The Jersey children homes scandal is of course horrific and a source of pain to many but what gets my goat is the sense of shock.

Abuse in institutions is well documented. The disabled people’s direct action network ran a ‘free our people’ campaign. It sought the closure of institutions and demanded the creation of independent living centres. Some danners still support this call. Royal commissions have been set up to investigate abuse of elders in nursing homes. There have been numerous court cases and dramas on tv about abuse in childrens homes.

Disabled people don’t necessarily want to be seen as vulnerable people. But we are sometimes vulnerable in different circumstances – as are we all. The social model of disability would suggest to some that we are particularly vulnerable in institutions. It suggests that the institutions depend on systems that grind down the best of us – staff and users. It causes familiarity and familiarity breeds contempt and contempt leads to abuse.

Only yesterday i was talking to a friend who told stories of personal abuse. He has been attacked many times on the streets just for being a disabled person. I reminded him the first time i met him he was complaining that a member of staff in an institution had kicked him in the head. He remembered this story and confirmed it. Which interested me greatly has i know he has been hiding it for years. When i asked him all those years ago if he had been kicked in the head he denied it. He didn’t want to get in any more trouble. This is how the wall of silence develops. this is how the institutions get away with it. the other tool they use is the idea of reliable witnesses. We are not treated like reliable witnesses. Policies and procedures are another good tool. Some agencies use them to defend their staff. You can normally spot them by how they respond to complaints.
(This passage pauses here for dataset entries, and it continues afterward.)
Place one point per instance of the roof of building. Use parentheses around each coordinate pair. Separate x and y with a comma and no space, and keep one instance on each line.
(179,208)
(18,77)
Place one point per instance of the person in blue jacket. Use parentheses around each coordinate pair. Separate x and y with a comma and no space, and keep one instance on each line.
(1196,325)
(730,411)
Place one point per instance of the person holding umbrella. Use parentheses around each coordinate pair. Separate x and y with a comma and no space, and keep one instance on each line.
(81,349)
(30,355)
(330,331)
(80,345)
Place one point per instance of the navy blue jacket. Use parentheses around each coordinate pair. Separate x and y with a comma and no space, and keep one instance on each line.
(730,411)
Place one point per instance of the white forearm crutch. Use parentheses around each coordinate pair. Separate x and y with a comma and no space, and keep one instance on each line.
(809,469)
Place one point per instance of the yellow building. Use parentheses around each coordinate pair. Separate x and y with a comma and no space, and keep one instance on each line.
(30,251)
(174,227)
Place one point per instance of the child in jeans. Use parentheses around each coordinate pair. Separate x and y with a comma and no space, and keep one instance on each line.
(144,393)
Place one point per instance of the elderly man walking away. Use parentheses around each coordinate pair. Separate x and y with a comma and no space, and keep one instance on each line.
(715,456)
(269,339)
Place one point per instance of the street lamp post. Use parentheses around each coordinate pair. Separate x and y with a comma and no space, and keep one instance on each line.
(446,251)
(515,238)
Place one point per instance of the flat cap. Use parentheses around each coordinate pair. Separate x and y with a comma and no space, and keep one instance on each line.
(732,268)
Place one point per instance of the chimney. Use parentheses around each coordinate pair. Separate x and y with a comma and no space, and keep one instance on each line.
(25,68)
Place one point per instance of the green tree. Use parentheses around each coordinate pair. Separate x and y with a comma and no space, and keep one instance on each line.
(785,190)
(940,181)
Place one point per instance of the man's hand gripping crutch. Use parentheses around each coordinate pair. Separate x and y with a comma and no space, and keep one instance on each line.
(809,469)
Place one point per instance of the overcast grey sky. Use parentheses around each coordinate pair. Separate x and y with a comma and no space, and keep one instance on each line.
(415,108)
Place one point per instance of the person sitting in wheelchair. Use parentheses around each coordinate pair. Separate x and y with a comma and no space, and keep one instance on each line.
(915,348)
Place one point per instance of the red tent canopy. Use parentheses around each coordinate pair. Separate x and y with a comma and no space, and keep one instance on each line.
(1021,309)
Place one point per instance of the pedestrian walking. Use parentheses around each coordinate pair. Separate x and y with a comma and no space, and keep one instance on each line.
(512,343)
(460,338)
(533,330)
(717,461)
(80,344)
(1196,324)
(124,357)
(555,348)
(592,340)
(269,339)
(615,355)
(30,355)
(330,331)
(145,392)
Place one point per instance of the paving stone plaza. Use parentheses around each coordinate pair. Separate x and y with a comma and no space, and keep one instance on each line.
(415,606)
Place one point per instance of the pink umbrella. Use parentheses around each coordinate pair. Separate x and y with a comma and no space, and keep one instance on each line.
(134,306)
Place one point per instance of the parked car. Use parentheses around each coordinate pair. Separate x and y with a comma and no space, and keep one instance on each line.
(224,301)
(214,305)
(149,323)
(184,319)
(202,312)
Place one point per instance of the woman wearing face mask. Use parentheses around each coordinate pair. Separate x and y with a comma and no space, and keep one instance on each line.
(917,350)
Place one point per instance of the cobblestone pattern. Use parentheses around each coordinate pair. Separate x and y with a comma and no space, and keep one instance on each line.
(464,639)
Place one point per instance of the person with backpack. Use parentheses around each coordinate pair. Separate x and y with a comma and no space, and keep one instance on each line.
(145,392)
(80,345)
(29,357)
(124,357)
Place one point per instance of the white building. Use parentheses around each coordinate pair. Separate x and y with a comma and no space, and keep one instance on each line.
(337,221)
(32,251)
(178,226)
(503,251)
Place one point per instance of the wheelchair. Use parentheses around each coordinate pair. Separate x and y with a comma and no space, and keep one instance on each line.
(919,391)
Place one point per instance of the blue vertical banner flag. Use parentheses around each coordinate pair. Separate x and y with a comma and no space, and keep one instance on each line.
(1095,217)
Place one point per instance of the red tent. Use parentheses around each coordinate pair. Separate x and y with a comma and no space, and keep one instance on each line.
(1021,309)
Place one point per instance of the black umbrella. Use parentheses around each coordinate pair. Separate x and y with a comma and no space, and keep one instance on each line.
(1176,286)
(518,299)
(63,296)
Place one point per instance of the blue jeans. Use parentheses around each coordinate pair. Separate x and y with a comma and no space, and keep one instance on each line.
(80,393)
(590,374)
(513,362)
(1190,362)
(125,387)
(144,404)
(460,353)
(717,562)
Against this we need to balance the risks of independence. My friend was attacked more on the streets than he ever was in an institutional setting. Hate Crime is new on the police agenda and new to the legislation. What the social model might suggest here is that we know the risks of life outside. We need to talk to the policy makers and develop strategies for minimising the harm that it might cause. But more than this each and everyone of us needs to take personal responsibility. If we see it happening we need to intervene at a level that is best for us. Not all of us can stand up to what is happening but we can create diversions, we may be able to shout for help, we may be able to use our mobiles.

Abuse is bad. We have to stop it.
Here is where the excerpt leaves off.